I think overall these commentators are correct to say that it would be imprudent for Iran to unilaterally withdraw from the NPT, for the reasons they discuss.

But I also think, and have said before, that the NPT is in serious need of replacement. The basic facts are these: the NPT was never intended to be the final agreement on the subject of nuclear energy and nuclear weapons. It was understood at the time of its drafting to be a “halfway house” on the road to a treaty that would ban nuclear weapons outright.  The concept of nuclear weapons haves and have nots as the legal status quo both was and still is understood not to be indefinitely sustainable. What utility there was in the NPT for decades has now been eclipsed by the problems the treaty causes as the cornerstone treaty governing nuclear energy in all of its applications. First, the NPT is woefully out of date and has become problematically anachronistic. The landscape of states that have nuclear weapons has changed drastically since 1968, and the treaty is incredible in not including these countries in some manner within its scope. This causes all sorts of problems – from civilian nuclear tech sharing with India, to the thorny problem of Israel’s nuclear weapons stockpile in the Middle East. Second, the two primary obligations to which the nuclear weapon states committed themselves, in exchange for non-nuclear weapon states’ promises not to acquire nuclear weapons, have become so thoroughly undermined and marginalized as to now be almost farcical. I’m referring to Article IV and Article VI of the NPT. There is a strong, and well supported view, among the states of the NAM, that the NWS are in breach of their obligations pursuant to Article VI, and that the rights and obligations in Article IV have been so diluted and abused by supplier states through the NSG, that there really is very little left that the NPT accomplishes in this area. And this of course goes to the heart of the original grand bargain of the NPT.

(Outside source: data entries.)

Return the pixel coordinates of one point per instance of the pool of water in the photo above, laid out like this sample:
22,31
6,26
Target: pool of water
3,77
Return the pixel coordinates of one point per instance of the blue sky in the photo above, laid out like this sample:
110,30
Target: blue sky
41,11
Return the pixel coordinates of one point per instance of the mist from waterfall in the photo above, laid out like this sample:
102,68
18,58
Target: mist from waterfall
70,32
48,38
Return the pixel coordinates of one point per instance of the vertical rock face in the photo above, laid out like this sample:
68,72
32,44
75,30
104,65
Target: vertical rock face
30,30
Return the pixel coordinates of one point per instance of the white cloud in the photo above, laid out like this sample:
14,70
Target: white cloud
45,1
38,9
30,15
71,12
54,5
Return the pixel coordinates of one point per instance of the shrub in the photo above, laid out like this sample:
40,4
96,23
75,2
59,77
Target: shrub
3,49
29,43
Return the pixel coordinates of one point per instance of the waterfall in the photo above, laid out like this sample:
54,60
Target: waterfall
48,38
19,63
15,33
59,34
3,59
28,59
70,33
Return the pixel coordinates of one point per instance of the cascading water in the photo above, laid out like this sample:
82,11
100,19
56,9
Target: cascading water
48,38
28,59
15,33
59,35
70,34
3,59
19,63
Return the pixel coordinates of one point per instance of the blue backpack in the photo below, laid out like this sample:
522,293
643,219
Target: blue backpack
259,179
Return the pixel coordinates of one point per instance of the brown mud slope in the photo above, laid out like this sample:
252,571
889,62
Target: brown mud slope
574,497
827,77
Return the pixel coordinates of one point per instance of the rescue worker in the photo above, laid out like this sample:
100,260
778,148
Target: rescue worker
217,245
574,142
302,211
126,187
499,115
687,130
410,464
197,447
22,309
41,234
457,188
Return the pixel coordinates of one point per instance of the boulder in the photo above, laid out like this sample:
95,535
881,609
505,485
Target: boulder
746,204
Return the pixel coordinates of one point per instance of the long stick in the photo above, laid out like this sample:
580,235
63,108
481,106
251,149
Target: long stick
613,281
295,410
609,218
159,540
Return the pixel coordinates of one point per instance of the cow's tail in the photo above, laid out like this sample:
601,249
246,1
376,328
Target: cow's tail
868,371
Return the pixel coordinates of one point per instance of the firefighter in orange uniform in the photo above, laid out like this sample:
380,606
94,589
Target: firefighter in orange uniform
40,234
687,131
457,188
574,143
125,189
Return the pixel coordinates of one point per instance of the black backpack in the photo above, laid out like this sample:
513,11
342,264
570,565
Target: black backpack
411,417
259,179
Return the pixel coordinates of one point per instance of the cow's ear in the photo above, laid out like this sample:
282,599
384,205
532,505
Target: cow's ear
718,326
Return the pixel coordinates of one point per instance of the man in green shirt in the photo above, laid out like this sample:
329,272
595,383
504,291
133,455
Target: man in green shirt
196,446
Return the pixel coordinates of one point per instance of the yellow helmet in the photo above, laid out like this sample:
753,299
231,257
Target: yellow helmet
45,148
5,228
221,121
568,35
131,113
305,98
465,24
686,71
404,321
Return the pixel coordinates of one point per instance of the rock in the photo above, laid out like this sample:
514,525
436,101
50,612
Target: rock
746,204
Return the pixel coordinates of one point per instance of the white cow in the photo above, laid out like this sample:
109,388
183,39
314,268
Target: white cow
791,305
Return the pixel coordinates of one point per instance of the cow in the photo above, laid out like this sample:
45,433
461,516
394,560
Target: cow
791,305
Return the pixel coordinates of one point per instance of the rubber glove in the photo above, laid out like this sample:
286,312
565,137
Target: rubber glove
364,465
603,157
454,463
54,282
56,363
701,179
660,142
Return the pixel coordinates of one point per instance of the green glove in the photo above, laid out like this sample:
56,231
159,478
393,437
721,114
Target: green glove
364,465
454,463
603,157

Of course, NAM states still in general strongly support the nonproliferation aims of the NPT.  For this reason, and for the cost reasons associated with unilateral withdrawal which the pieces noted above explain, no one NNWS (with the exception of NK) has so far been willing to go out on the limb of international opinion to unilaterally withdraw from the NPT on these principled grounds.

But what if the member states of the NAM, comprising about two-thirds of the NPT NNWS, collectively agreed that the NPT is no longer a viable paradigm for governing nuclear energy and nuclear nonproliferation, and decided to finally bring the issue to a head and withdraw from the treaty collectively, on a coordinated date? The benefits of such an approach would be several. First, no one state would bear the stigma of outlier in unilaterally withdrawing from the treaty, with the implication of “something shady” going on in their territory. This would be a collective action more persuasively based in mutually agreed principle.  Second, it would in fact force the issue of producing a new treaty to take the place of the NPT. For all of the reasons mentioned above and more, the NPT has been perceived less and less credibly by NAM states for many years now.  However, when you talk with officials about amending or replacing the NPT, they just roll their eyes at the enormity of the task, and the improbability of ever achieving consensus on a new treaty. The result has been that the NPT is simply left in place to limp along as it has for 45 years, becoming more and more problematic by the year. Surely this is not an acceptable long term approach to the issue. At some point the NPT will have to be replaced. If not, it will continue to slide into disdain and irrelevance among the states of the NAM, comprising by far the majority of states in the world, as it already has in large measure, because of the fundamental principled inequity of the treaty’s structure, along with the previously discussed failure of the NWS and supplier states collectively to maintain their obligations under it.

I have no delusion that this scenario is likely to be played out soon. But I think that it may be the only realistic way in which to bring the issue of the NPT’s essential unfitness for purpose to the fore, and to bring about the necessary conditions for serious work to be commenced on a replacement treaty.